Yes, how dare we have a controlled immigration system! How dare that people who have come here illegally shouldn’t be allowed to stay here!
Richard, your ideas have been defeated. Yet again. You must be getting used to losing. Your socialist dream lies in tatters.
It’s not good, but there weren’t a lot f choices. At the end of the day, the people gave more votes to the conservatives than to Labour or the LibDems. The LibLab coalition was never even a starter. They didn’t have enough seats.
The only choices were the LibCon coalition where naturally the Cons get more of their own way because they got 50% more votes than the LDs if nothing else or the option of letting the Cons form a minority govt. I preferred the latter but I can understand the alternative point of view.
Time will tell. Maybe it will be a disaster. Maybe not.

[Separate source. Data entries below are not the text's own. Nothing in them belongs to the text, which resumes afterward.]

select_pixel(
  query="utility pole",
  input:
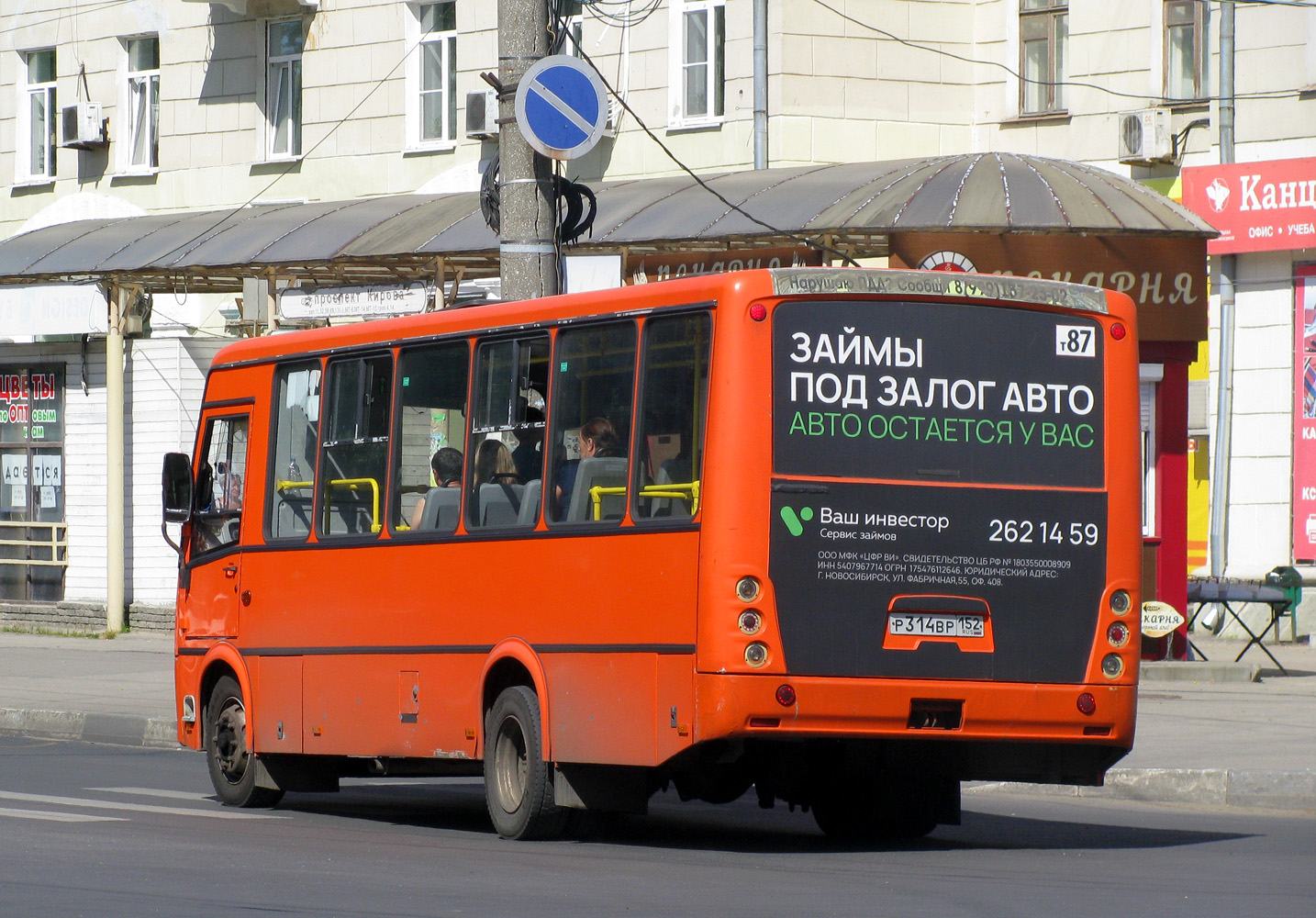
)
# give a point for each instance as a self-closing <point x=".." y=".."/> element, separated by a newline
<point x="1224" y="365"/>
<point x="528" y="215"/>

But there is no nice pretty non-Tory outcome from this election. I know some people say that the public would have preferred a LibLab deal. Well, they should have voted for it then!
@James from Durham
James
I agree – Labour could not form a government now
I argued as such from Saturday
It did lose
That’s democracy
But as the sheer nastiness of what the Tories plan becomes apparent the dividing lines in politics will become sharper – and next time there will be only one opposition
And others, like me (I admit) who voted tactically will not do so again
Mind you – we’ll win AV and won’t need to
I guess that’s some comfort
“the schools that Sweden has abandoned because they do not work. ”
Erm, Sweden has abandoned free schools has it?
I’ve certainly seen some muttering that there might be changes to the scheme….but not the announcement that they’ve abandoned them….
I don’t think anyone has a clue as to how this will play out, there’s something wrong with you if you’re waking up in sweats over something Mervyn King said. This might be the most effective government in 50 years, putting through more beneficial legislation to the country than any other, or it might be a disaster; I’d start considering these possibilities more as quantum states rather than fixed points in time, horrid or otherwise.
Neither you or I, Nick nor Dave (or Mervyn) knows what will happen, so I’d suspend these predictions until we do, because you might be worried about nothing at all. I’ve always had an inherent fear of the Tories, but I’m not so sure we’ve got a Tory government; it’s a lot weirder than that and nobody has any useful experience than can shed light on what may happen next, let’s wait and see. We don’t really have any other option; if we start waking in the night seeing horrid futures, people might think we’re deluding ourselves.
Richard, I have to say that I have largely gone along with many of your thoughts, but just recently you have let knee-jerk reactionary emotion get in the way of clear logical and open thinking. The last few days must indeed be very painful for you.
I spent lunch today with a recently retired (but healthy) life-long socialist. He commented that he would never see a Labour Government again in his life-time. He continued to provide his reasoned thinking.
When you next come over to the Isle of Man you’ll have to come for lunch.
Obviously no-one knows how this will play out but as a starting point I’d suggest that Labour’s vote was several percentage points down on this election from what it would have been if they’d had a decent leader. Loads of people didn’t vote Labour because they couldn’t stand the thought of another 5 years of Gordon Brown. And even then, the Tories only managed 36% of the vote, and couldn’t get an overall majority.
I think the coalition will have some kind of honeymoon period (particularly given it has friends all across the media) but when the going gets rough – as it surely will; and once Labour has a new leader and is being nice to those left-wing Lib Dem voters (most of them I think) who didn’t vote Lib Dem just to prop up a Tory govt, we’ll see Labour at around 50% in the polls.
The chap above who referred to New Labour as a “socialist dream” – er… if only?